Since I have a family and my amount of time is firmly set I spend a lot of effort streamlining our life (use the following list as an inspiration). We have the normal set of household appliances, and have added a dryer (saves a lot of time compared to hang the laundry, we use an energy efficiant one with a heat pump), a baking machine and a roomba. As soon as I find an european retailer for scooba I'll by one of those too. (Swedes are not big on practical household machines - save the vacuum cleaner, dryer, washing machine and dishwasher - so this is an unusual list of appliances.)
Instead of weekly grocery shopping we do a monthly raid to shop everything that'll last a month or are possible to freeze (I've prepared an extensive checklist to make sure everything we need gets bought). We've subscribed to ecological fruits and vegetables and get them delivered to the door once a week. I still have to buy milk at the store, but heading in for a few parcels takes a lot less time than a full shopping round.

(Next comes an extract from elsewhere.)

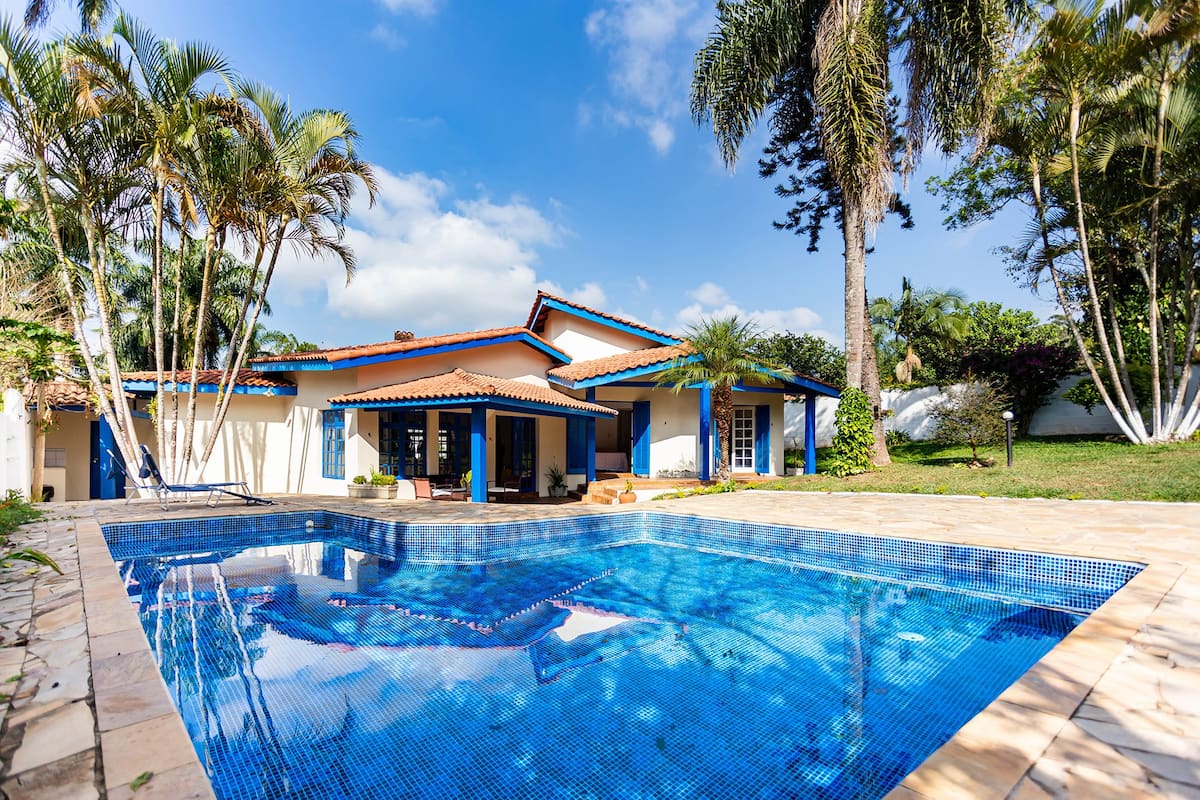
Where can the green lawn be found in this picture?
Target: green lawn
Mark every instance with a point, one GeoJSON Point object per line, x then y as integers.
{"type": "Point", "coordinates": [1043, 468]}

I try to keep important tools and important stuff within reach but out of daily life. My soilbins and watercarboy are kept in a closet close to the windows with most plants. The smaller tools and the seeds are kept on a shelf in the library (close to the working table). This may seem like an obvious thing to do, but many times a thing is put where there's an available spot instead on the best place. We do so too, that's why we regularly reorganise rooms and storage space (one unit at the time) and we always start by thoroughly analysing its use and how maximise its functions.
#4 Ignore unessential things
It's not possible to have it all, you'll be forced to leave some things to pile up untill you pry away time for it. As you can see from the photo above I'm deep into this business, letting working space clutter up with things that should be done. This irritates me since I want a home cut from the pages of an interior design magazine. At the same time I know that there are only twentyfour hours to a day. Each day I do what needs to be done, if I can find time for something that should be done I consider this a bonus. My longterm plan is to clean the home using method 1 and 3, so I can apply method 2 on our entire life. And I count on more cluttered periods in the future - life do always bring surprises.
*This is a swedish scenario. STAHMs and STAHDs are extremely rare due to the fact that it's impossible to live on one salary here.